The average callback rate for white-sounding names is  [0.06899384 0.09199178] with 95% certainty
The average callback rate for black-sounding names is  [0.07104725 0.0903491 ] with 95% certainty


In [16]:
data_b = data[data['race'] == 'b']
data_w = data[data['race'] == 'w']

# using frequentist statistical approaches
#import stats module
import statsmodels.stats.weightstats as sms
two_sample = stats.ttest_ind(data_w['call'], data_b['call'])
cm = sms.CompareMeans(sms.DescrStatsW(data_w['call']), sms.DescrStatsW(data_b['call']))

print('The t-statistic and p-value are given as', two_sample)

The t-statistic and p-value are given as Ttest_indResult(statistic=4.114705290861751, pvalue=3.940802103128885e-05)


In [17]:
print('The 95% confidence interval about the mean difference is ({:.3f}, {:.3f}).'.format(cm.tconfint_diff(usevar='unequal')[0],
                                                                                          cm.tconfint_diff(usevar='unequal')[1]))

The 95% confidence interval about the mean difference is (0.017, 0.047).


In [18]:
print('The margin of error is {:.3f}.'.format((data_b['call'].mean() - data_w['call'].mean()) 
                                              - cm.tconfint_diff(usevar='unequal')[0]))

The margin of error is -0.049.


In [19]:
print(data_b['call'].mean())
print(data_w['call'].mean())

0.0644763857126236
0.09650924056768417


# Write a story describing the statistical significance in the context or the original problem.

From the analysis, black-sounding names have a 6.4% callback rate as opposed to white sounding names. This difference gives us reason to be suspicious of hiring patterns. Given the p-value, test-statistic and confidence interval; we can prove that there is a statistically significant difference between the number of black-sounding names that recieved callbacks and white-sounding names that received callbacks. We are 95% confident that white-sounding names receive between 0.017 to 0.047 callbacks more than black-sounding names. Thus, from a statistical standpoint racial discriminationin the U.S Labor Market is still a major obstacle.  

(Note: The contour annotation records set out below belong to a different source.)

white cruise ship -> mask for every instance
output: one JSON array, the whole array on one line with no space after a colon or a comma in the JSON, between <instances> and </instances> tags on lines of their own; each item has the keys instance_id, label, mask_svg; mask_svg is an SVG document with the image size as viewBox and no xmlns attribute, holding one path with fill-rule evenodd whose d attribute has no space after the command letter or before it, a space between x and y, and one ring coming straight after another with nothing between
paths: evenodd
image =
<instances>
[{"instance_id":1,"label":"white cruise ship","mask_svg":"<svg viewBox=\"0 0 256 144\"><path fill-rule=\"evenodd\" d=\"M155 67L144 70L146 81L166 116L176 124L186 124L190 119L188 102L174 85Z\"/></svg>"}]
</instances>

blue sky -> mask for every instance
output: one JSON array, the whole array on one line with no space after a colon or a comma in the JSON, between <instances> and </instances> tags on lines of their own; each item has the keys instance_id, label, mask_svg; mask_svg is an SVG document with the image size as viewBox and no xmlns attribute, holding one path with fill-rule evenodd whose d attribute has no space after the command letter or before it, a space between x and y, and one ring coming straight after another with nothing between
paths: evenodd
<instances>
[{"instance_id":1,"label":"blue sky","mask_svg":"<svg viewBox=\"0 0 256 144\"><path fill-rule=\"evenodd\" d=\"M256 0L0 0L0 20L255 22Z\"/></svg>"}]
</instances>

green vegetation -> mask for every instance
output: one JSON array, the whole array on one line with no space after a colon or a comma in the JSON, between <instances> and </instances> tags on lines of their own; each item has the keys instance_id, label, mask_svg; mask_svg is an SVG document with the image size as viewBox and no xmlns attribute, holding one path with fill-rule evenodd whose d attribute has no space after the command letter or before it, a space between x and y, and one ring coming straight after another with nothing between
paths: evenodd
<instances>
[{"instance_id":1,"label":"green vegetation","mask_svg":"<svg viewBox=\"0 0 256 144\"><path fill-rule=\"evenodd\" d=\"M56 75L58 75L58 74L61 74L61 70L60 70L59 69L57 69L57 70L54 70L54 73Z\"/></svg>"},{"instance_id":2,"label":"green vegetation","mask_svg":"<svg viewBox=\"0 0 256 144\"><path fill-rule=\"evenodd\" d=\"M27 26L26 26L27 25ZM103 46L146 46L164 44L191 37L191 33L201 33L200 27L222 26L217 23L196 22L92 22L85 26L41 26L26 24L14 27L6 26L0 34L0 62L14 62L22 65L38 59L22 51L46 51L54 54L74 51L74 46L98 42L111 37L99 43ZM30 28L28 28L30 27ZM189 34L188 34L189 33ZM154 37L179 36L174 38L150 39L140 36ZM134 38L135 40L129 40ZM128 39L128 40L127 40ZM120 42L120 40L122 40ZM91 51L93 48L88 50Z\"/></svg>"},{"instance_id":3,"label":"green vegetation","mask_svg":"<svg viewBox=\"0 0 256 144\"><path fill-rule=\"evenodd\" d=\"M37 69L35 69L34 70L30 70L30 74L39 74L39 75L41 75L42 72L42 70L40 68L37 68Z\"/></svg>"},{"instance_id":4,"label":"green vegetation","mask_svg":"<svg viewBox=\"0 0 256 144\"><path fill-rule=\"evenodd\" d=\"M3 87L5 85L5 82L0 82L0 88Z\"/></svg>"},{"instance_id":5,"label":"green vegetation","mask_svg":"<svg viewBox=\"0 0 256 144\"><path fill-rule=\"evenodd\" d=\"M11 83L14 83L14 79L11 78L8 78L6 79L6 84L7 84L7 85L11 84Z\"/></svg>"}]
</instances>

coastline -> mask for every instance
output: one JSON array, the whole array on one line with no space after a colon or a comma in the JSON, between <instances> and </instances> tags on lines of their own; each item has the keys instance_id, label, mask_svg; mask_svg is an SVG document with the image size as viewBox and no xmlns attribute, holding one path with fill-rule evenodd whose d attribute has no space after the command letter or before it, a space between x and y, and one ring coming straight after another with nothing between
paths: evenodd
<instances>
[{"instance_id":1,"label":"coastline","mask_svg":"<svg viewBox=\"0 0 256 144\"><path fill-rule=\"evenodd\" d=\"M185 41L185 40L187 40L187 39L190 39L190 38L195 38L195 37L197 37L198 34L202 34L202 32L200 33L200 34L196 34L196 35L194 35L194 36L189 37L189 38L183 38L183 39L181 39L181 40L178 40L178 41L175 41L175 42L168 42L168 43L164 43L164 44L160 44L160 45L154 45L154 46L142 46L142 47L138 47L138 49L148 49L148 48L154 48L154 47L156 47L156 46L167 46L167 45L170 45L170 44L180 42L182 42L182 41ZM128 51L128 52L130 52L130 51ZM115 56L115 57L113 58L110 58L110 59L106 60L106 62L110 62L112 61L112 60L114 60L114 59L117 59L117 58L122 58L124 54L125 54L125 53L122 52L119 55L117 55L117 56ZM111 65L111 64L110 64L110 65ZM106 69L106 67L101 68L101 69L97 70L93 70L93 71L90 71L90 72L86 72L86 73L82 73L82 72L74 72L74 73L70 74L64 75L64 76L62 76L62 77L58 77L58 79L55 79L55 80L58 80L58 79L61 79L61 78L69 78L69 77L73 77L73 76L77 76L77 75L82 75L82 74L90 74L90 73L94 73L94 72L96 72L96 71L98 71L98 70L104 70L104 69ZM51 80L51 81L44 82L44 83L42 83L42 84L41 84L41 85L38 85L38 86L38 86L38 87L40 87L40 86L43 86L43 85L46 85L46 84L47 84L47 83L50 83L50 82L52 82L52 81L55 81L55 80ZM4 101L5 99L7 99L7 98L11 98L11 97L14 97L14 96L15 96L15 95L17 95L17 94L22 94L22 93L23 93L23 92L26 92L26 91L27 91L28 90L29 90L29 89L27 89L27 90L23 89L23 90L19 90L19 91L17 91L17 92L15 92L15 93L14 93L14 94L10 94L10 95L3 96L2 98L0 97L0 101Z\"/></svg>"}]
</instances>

# Does your analysis mean that race/name is the most important factor in callback success? Why or why not? If not, how would you amend your analysis?

Although from the analysis we can infer that race plays somewhat of a role in the rate of callback success for job applicants, It is not enough to indicate that this is the most important factor in callback success. There are other factors such as education, experience etc. that contribute to the rate of callback success. We can go further and do a regression analysis to determine the strength of the relationship between race and callback success.